Several weeks had passed when Pastor Waziri had another visitor. “You don't know me,” he said, obviously upset. “It was I who put poison into food and gave it to your daughter. I wanted to drive you away. Now I'm going crazy! Have me punished!”

The Pastor hesitated a moment, “If a court had you hanged, that wouldn't bring back my daughter, or forgive your sins.”

“Do something!” the man insisted. “I can't live like this.”

The pastor was the calmer of the two. “Here's what I'll do,” he said. “I'll tell you how to have God's forgiveness.”

The next Sunday the second man came to church. Only the Pastor knew of his crime.
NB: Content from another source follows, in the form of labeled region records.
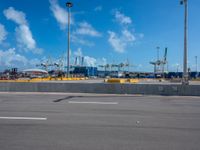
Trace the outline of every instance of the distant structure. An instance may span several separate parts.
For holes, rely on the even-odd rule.
[[[159,54],[159,53],[158,53]],[[167,64],[167,48],[165,48],[165,53],[163,59],[159,59],[159,55],[156,61],[151,61],[151,65],[154,66],[154,75],[162,74],[164,76],[165,65]]]

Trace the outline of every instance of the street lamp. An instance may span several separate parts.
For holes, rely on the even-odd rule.
[[[188,70],[187,70],[187,32],[188,32],[188,0],[181,0],[181,5],[185,6],[184,14],[184,56],[183,56],[183,78],[182,84],[188,85]]]
[[[67,77],[70,75],[70,8],[73,6],[71,2],[66,3],[66,7],[68,8],[68,47],[67,47]]]

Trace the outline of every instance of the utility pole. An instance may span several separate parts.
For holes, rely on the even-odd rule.
[[[188,0],[181,0],[181,5],[184,5],[184,56],[183,56],[183,78],[182,85],[188,85],[188,68],[187,68],[187,36],[188,36]]]
[[[70,76],[70,8],[73,6],[71,2],[66,3],[66,7],[68,8],[68,47],[67,47],[67,77]]]
[[[196,63],[196,73],[198,72],[198,57],[197,56],[195,56],[195,63]]]

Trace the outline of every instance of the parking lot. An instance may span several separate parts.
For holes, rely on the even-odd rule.
[[[200,98],[0,93],[1,150],[196,150]]]

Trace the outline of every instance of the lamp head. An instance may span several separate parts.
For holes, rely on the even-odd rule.
[[[67,2],[67,3],[66,3],[66,6],[67,6],[68,8],[70,8],[70,7],[73,6],[73,4],[72,4],[71,2]]]

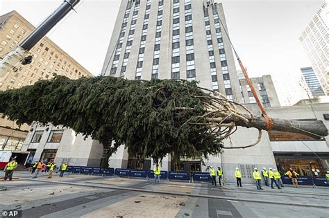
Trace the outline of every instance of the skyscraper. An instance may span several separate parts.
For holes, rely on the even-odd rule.
[[[328,1],[320,9],[299,37],[313,70],[326,95],[329,95],[328,10]]]
[[[185,79],[242,100],[221,3],[123,1],[102,69],[130,80]]]
[[[319,82],[317,75],[312,67],[303,67],[301,69],[304,80],[310,89],[310,93],[313,98],[324,96],[325,93],[322,87]]]

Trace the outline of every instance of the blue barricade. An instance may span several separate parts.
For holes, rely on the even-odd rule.
[[[189,180],[189,173],[187,172],[168,172],[169,179]]]
[[[329,181],[326,177],[313,177],[313,181],[317,186],[329,187]]]
[[[73,167],[72,172],[74,173],[80,173],[81,171],[81,167]]]
[[[129,176],[129,169],[115,169],[115,175]]]
[[[83,173],[85,174],[91,174],[92,173],[92,167],[81,167],[81,170],[80,173]]]
[[[195,172],[192,173],[194,181],[211,181],[211,176],[208,172]]]
[[[130,177],[147,177],[147,170],[130,170],[129,176]]]
[[[153,170],[149,171],[148,173],[149,178],[154,178],[154,172]],[[160,179],[168,179],[168,171],[162,171],[160,172]]]

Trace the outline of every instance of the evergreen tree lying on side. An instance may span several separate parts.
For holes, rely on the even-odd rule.
[[[167,154],[206,158],[222,152],[222,140],[237,126],[266,129],[262,117],[253,116],[219,93],[185,80],[113,77],[72,80],[57,75],[32,86],[0,92],[0,113],[18,124],[51,122],[91,136],[104,146],[111,146],[114,140],[116,143],[110,147],[109,155],[124,144],[130,154],[155,160]],[[273,119],[273,122],[274,130],[316,138],[328,134],[319,120],[312,125],[280,119]],[[297,124],[301,131],[294,127]]]

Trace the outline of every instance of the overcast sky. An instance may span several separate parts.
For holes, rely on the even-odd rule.
[[[62,1],[0,0],[0,13],[15,10],[37,26]],[[310,66],[298,38],[321,0],[217,2],[223,2],[230,36],[251,76],[283,74],[294,80],[301,76],[301,67]],[[120,0],[82,0],[78,13],[71,13],[48,37],[99,75],[119,4]]]

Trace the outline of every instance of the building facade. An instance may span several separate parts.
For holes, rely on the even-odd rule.
[[[312,67],[303,67],[301,69],[302,72],[303,80],[310,90],[311,98],[317,98],[319,96],[325,96],[323,89],[319,82],[317,75]]]
[[[326,95],[329,95],[328,8],[325,0],[299,37]]]
[[[0,57],[24,39],[35,27],[16,11],[0,16]],[[91,77],[83,66],[47,37],[31,51],[32,63],[20,65],[0,82],[0,91],[19,89],[34,84],[39,80],[49,80],[53,73],[66,75],[71,79]],[[0,149],[20,150],[30,127],[17,126],[13,121],[0,117]]]

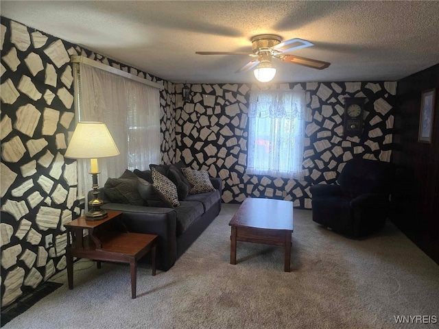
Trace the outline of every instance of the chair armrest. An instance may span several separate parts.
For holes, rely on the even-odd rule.
[[[351,201],[353,208],[364,208],[366,206],[385,206],[389,202],[389,197],[385,194],[366,193],[357,196]]]
[[[342,195],[342,188],[338,185],[318,184],[309,188],[312,197],[337,197]]]

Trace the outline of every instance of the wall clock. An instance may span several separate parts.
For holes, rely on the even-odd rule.
[[[343,130],[346,136],[358,136],[363,131],[363,112],[364,98],[344,99],[344,121]]]

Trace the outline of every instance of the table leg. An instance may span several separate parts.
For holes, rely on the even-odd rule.
[[[287,232],[285,234],[285,260],[284,271],[289,272],[291,264],[291,232]]]
[[[67,261],[67,280],[69,281],[69,289],[73,289],[73,258],[70,252],[66,252],[66,260]]]
[[[151,248],[151,267],[152,267],[152,275],[156,275],[156,247],[157,243],[154,243]]]
[[[137,262],[134,257],[130,258],[130,269],[131,269],[131,298],[134,299],[137,283]]]
[[[230,264],[236,265],[236,227],[232,226],[230,234]]]

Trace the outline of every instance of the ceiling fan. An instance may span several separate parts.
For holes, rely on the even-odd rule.
[[[272,58],[277,58],[283,62],[303,65],[318,70],[326,69],[331,64],[327,62],[288,53],[293,50],[314,45],[306,40],[294,38],[281,42],[282,38],[279,36],[259,34],[252,37],[251,41],[252,53],[241,51],[195,51],[195,53],[198,55],[249,55],[254,58],[236,73],[251,70],[256,66],[254,71],[254,76],[261,82],[268,82],[276,75],[276,69],[272,66]]]

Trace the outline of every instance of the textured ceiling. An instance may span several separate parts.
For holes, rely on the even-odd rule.
[[[254,82],[235,72],[251,37],[314,46],[292,53],[318,71],[274,60],[275,82],[396,80],[439,62],[439,1],[91,1],[0,3],[1,15],[173,82]]]

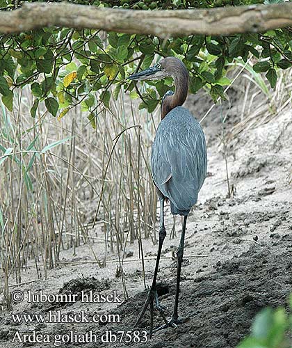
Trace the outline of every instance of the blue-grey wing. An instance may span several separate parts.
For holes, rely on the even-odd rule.
[[[206,173],[204,132],[187,109],[174,109],[160,123],[151,169],[155,184],[172,203],[172,212],[187,214],[197,200]]]

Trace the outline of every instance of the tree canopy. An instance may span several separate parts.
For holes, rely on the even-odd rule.
[[[213,8],[262,3],[262,0],[108,0],[70,1],[97,7],[120,7],[152,11],[156,9]],[[281,0],[265,0],[269,6]],[[1,11],[22,6],[14,0],[0,0]],[[63,117],[81,104],[95,126],[101,107],[109,107],[111,97],[127,91],[140,97],[140,109],[152,112],[164,93],[173,90],[170,79],[148,82],[141,93],[127,77],[153,64],[159,56],[176,56],[190,72],[190,92],[206,88],[216,102],[230,84],[227,68],[235,58],[254,57],[253,69],[264,72],[272,88],[277,70],[292,65],[292,29],[241,33],[229,36],[192,35],[161,38],[84,29],[49,27],[0,35],[0,93],[13,110],[17,88],[29,85],[34,97],[31,113],[44,103],[54,116]],[[150,86],[149,86],[150,85]]]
At the close of the service he stood up.

“I have something to say,” he told the congregation, “I am a murderer. I poisoned the Pastor's daughter.”
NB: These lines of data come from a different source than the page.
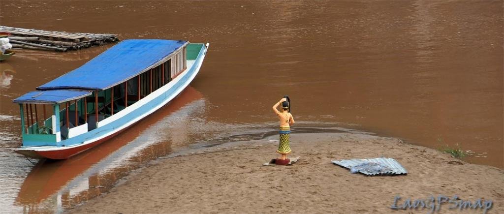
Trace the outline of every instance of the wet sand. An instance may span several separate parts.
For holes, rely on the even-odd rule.
[[[70,213],[427,213],[393,211],[411,198],[440,194],[472,202],[492,200],[487,213],[504,212],[503,172],[469,164],[393,138],[347,133],[293,134],[292,166],[262,166],[276,156],[276,136],[226,143],[159,159],[136,170],[111,191]],[[332,160],[395,158],[407,175],[352,174]],[[449,209],[438,213],[483,213]]]

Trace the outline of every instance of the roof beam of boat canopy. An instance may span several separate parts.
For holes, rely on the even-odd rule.
[[[125,40],[37,89],[105,90],[161,64],[188,43],[183,40]]]
[[[16,103],[56,104],[75,100],[91,94],[91,92],[87,91],[70,90],[35,91],[25,94],[16,98],[12,102]]]

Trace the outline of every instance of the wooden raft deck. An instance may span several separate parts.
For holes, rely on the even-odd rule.
[[[8,33],[13,47],[66,51],[119,41],[117,35],[47,31],[0,26],[0,32]]]

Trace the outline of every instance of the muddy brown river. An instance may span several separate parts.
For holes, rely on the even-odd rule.
[[[286,94],[296,127],[449,145],[473,151],[467,161],[502,168],[503,8],[502,1],[2,1],[4,26],[210,46],[170,105],[91,151],[35,164],[11,150],[21,140],[12,100],[111,45],[19,50],[2,61],[0,212],[60,212],[157,157],[275,130],[271,106]]]

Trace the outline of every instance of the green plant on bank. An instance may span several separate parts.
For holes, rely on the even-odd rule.
[[[467,156],[467,153],[464,152],[464,150],[462,150],[462,149],[460,149],[460,146],[459,145],[459,144],[457,144],[456,145],[457,147],[456,148],[454,148],[448,146],[448,144],[445,142],[445,141],[443,140],[443,138],[440,137],[437,138],[437,141],[440,144],[445,145],[445,146],[438,148],[437,150],[445,153],[448,153],[452,155],[452,156],[453,156],[454,158],[463,158]]]

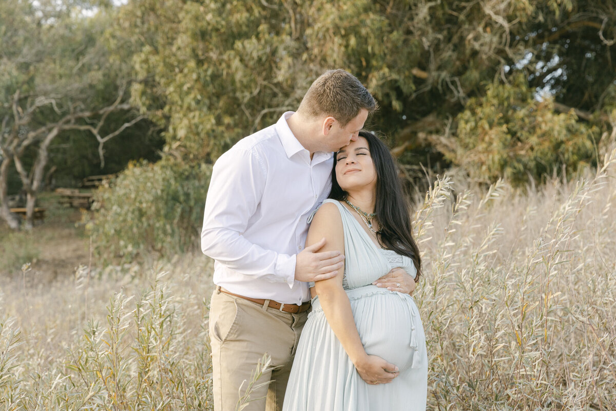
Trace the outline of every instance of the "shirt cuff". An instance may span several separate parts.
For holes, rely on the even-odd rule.
[[[288,256],[286,254],[279,254],[276,259],[276,267],[275,274],[276,277],[282,280],[282,282],[285,282],[289,285],[289,288],[293,287],[295,283],[295,263],[296,262],[295,256]]]

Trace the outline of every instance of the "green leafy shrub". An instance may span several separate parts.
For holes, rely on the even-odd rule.
[[[198,246],[211,166],[170,157],[129,165],[111,188],[99,190],[87,227],[102,258],[172,255]]]
[[[519,186],[555,171],[570,177],[596,165],[599,130],[578,121],[572,111],[555,113],[553,100],[535,99],[522,76],[508,84],[489,85],[456,120],[454,149],[445,157],[476,180],[505,177]]]

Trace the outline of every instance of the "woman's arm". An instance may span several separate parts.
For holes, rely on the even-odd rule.
[[[323,204],[315,215],[308,231],[306,246],[323,237],[326,243],[320,251],[344,253],[342,219],[338,208],[331,203]],[[398,367],[380,357],[366,353],[353,319],[349,297],[342,288],[344,266],[338,272],[336,277],[315,283],[327,322],[364,381],[371,384],[375,381],[381,384],[391,382],[397,375]]]

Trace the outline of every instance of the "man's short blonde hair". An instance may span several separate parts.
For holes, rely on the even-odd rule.
[[[373,113],[377,107],[375,98],[355,76],[338,69],[328,70],[314,81],[298,112],[312,118],[331,116],[344,127],[362,108]]]

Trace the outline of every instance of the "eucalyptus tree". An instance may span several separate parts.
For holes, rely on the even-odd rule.
[[[103,146],[144,118],[137,113],[109,129],[110,115],[128,112],[129,71],[114,64],[104,38],[108,18],[87,18],[84,7],[101,2],[0,2],[0,216],[14,229],[19,221],[7,202],[14,166],[26,192],[26,227],[49,160],[49,147],[70,130],[88,132]],[[104,4],[103,4],[104,5]],[[26,155],[34,153],[28,166]]]

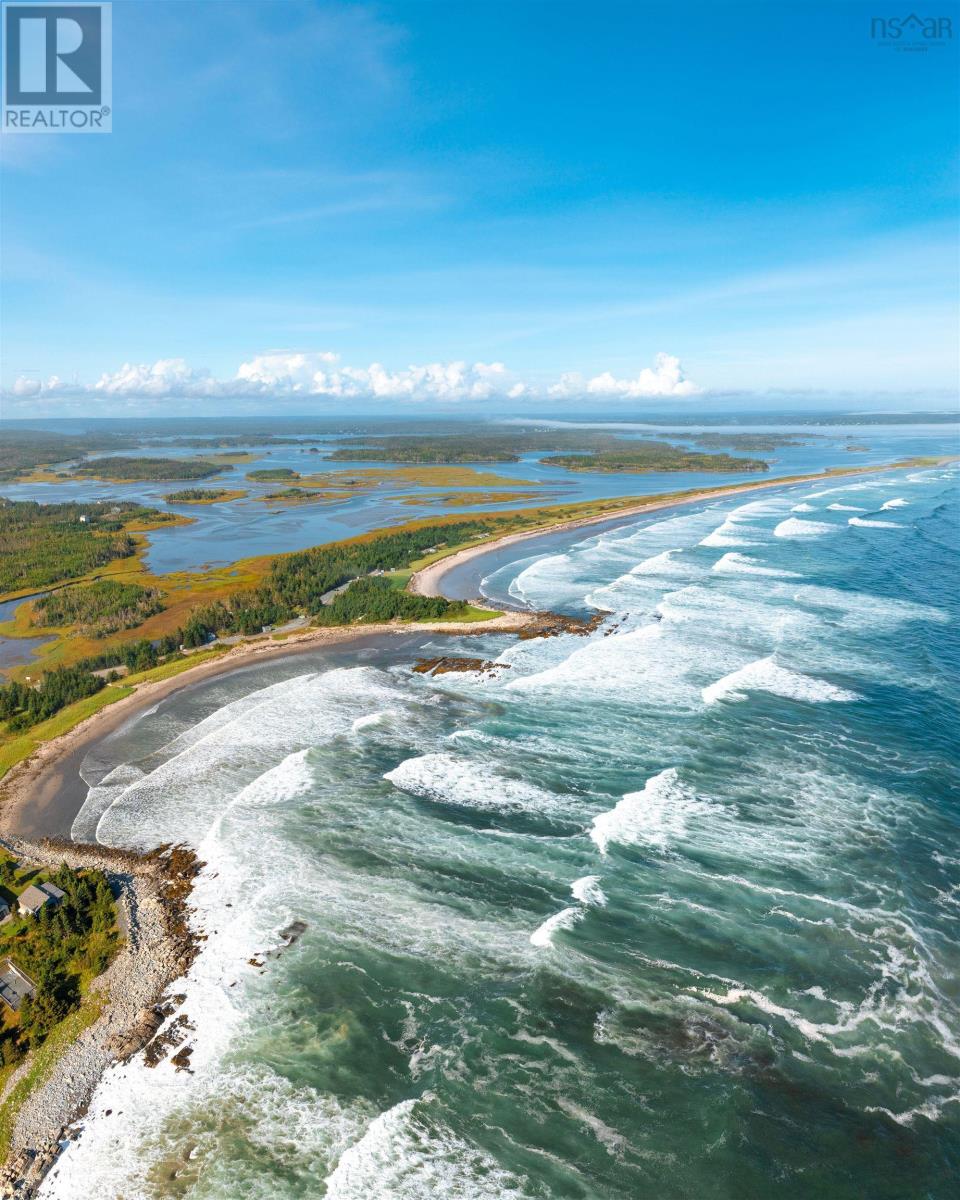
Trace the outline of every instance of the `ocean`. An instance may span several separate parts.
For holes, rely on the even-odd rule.
[[[113,1068],[42,1195],[955,1195],[959,520],[931,468],[521,544],[484,590],[595,632],[101,743],[74,836],[206,864],[193,1054]]]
A murmur of voices showed the people's amazement at such a confession.

“What are you going to do with him?” someone asked the Pastor.

“Just tell him how Christ can forgive him.” The Pastor himself prayed with the murderer as he repented and received his new life and peace in Christ. Now 17 years later, these two men are leading elders in that church.
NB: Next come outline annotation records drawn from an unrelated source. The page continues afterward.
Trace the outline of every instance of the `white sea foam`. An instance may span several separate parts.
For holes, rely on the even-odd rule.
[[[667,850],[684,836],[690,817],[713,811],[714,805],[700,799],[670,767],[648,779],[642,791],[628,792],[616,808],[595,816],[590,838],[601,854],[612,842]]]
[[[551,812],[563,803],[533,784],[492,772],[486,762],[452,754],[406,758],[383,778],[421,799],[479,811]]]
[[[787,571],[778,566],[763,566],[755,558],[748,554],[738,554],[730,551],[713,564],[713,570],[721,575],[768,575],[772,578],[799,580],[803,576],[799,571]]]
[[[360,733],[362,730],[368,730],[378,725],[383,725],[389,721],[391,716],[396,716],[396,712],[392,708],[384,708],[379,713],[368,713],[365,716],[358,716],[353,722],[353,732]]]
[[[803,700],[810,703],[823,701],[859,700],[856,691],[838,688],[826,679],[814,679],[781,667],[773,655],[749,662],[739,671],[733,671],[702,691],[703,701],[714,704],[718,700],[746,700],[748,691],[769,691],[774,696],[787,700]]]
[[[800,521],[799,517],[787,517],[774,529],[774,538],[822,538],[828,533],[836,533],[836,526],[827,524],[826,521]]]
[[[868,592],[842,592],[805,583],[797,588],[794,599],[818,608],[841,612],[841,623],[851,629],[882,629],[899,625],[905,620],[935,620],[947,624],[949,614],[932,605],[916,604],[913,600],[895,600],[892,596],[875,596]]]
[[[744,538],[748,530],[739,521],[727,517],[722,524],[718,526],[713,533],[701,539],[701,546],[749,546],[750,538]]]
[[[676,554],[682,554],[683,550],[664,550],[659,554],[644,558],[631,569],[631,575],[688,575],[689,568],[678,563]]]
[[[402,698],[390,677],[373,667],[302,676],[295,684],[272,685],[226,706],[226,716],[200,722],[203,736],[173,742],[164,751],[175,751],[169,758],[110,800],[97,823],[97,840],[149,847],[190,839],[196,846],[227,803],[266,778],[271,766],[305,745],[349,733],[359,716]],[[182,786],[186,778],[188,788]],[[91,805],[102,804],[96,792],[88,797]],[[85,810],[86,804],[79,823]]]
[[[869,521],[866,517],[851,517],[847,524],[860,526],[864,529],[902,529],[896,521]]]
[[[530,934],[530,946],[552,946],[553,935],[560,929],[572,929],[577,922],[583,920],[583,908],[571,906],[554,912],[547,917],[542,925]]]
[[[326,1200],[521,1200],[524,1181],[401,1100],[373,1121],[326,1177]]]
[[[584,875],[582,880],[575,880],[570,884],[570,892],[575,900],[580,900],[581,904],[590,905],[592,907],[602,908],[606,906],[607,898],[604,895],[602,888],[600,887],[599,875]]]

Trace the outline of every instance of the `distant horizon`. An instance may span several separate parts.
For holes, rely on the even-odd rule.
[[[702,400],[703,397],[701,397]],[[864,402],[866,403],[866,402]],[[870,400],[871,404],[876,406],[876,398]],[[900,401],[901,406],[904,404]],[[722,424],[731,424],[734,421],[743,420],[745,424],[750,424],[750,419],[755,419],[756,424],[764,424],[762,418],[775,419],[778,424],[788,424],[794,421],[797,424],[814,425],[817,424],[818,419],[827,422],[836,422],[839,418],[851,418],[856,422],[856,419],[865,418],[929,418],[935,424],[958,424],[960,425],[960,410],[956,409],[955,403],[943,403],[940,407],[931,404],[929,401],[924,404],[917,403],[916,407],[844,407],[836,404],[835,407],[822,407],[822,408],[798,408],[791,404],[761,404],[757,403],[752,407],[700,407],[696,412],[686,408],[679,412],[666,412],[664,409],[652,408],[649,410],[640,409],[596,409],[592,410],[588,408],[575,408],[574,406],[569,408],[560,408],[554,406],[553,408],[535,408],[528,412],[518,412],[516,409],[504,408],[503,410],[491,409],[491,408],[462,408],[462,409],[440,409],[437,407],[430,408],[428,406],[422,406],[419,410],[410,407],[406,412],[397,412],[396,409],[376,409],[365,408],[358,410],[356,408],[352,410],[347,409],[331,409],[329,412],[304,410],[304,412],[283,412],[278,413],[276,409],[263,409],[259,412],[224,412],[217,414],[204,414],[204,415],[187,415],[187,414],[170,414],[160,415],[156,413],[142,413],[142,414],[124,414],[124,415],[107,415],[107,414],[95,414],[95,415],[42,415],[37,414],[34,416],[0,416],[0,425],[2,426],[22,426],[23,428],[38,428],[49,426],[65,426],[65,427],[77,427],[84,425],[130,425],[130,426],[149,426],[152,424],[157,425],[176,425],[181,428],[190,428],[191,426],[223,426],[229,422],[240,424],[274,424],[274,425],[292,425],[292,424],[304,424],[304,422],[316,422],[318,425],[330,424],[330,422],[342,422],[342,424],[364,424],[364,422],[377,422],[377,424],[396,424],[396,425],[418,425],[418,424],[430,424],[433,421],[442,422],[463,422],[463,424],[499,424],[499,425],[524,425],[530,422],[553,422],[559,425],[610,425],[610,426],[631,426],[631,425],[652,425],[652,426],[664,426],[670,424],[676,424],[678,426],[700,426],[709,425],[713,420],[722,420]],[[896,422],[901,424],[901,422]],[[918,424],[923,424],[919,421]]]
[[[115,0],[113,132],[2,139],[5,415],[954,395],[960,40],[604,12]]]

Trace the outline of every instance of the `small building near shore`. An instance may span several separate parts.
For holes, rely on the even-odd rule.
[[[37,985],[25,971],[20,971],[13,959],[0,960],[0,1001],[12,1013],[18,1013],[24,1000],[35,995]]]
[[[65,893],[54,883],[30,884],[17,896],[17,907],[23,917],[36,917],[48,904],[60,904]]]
Waziri Kagoma would be the first to tell you that he didn't always have such a forgiving spirit. He was born into a pagan home. His father was the village head. Waziri was about 12 years of age when he attended a mission church. The Nigerian Pastor preached from Revelation. Waziri did not want to be without Christ another minute.

When he got home he told his parents he had trusted Christ for Salvation, he was beaten mercilessly. The beatings continued until his father saw it was useless to try to turn Waziri from following Christ. Two of his brothers also believed, and one of them has been village head since their father's death.

Waziri wanted to learn to read the Bible, so he entered first grade as a teenager and completed third grade. Time came for marriage, and not realizing the problems he could get into, he married a pagan girl. However, she soon accepted Christ.

They spent two years in the Kagoro Bible School, one year as student pastor, then two more years in the classroom. Later one year of graduate training completed Waziri's formal education.

It was in an early pastorate that their severe persecution came. The Lord sustained them and Waziri's ministry has been the richer for it. Later sorrow visited again when the Pastor's wife died. In a few months the Lord gave him another Christian wife who loved and cared for his five children. She has since brought three more children into the family.

In 1963 Waziri went to Azare in northeastern Nigeria. There was no church, no local believers, and just a couple of Christian nurses in a government hospital. At first they worshipped in homes, then a small church was built. When the crowd outside got larger than those who could squeeze into the church, they built again.

In 1967 Waziri became chaplain at the hospital. Each morning he conducts short services, with the several hundred outpatients who come, and counsels those who want spiritual help. But the most thrilling ministry has been with ward patients. He visits from bed to bed and has seen a number turn from ‘not interested’ to ‘willing to listen’ and finally to ‘I repent and receive Christ!’

Talking with a Christian woman suffering persecution one day, Waziri found himself telling her about his own experiences. His mind went to 2 Corinthians 1:4, God, “Who comforteth us in all our tribulation, that we may be able to comfort them which are in any trouble, by the comfort wherewith we ourselves are comforted of God.” Seventeen years later God is still using his persecution to glorify God.

Waziri has pastored a church on the outskirts of Jos with hundreds at Sunday services and many new converts in his baptismal class. Evening devotions at the Waziri home are ‘open-house’ to the neighborhood. Many come. On Saturday evenings they have a longer informal discussion from God's Word. Here too, in a different section of Jos, many are being edified under his ministry.

The last week of March 1969, Pastor Waziri spoke at a Bible conference in the town where he was so severely persecuted. Ten professed Christ. The Sunday morning service was attended to the ministry of a Pastor who refused to take his enemies to court, and then led them to Christ!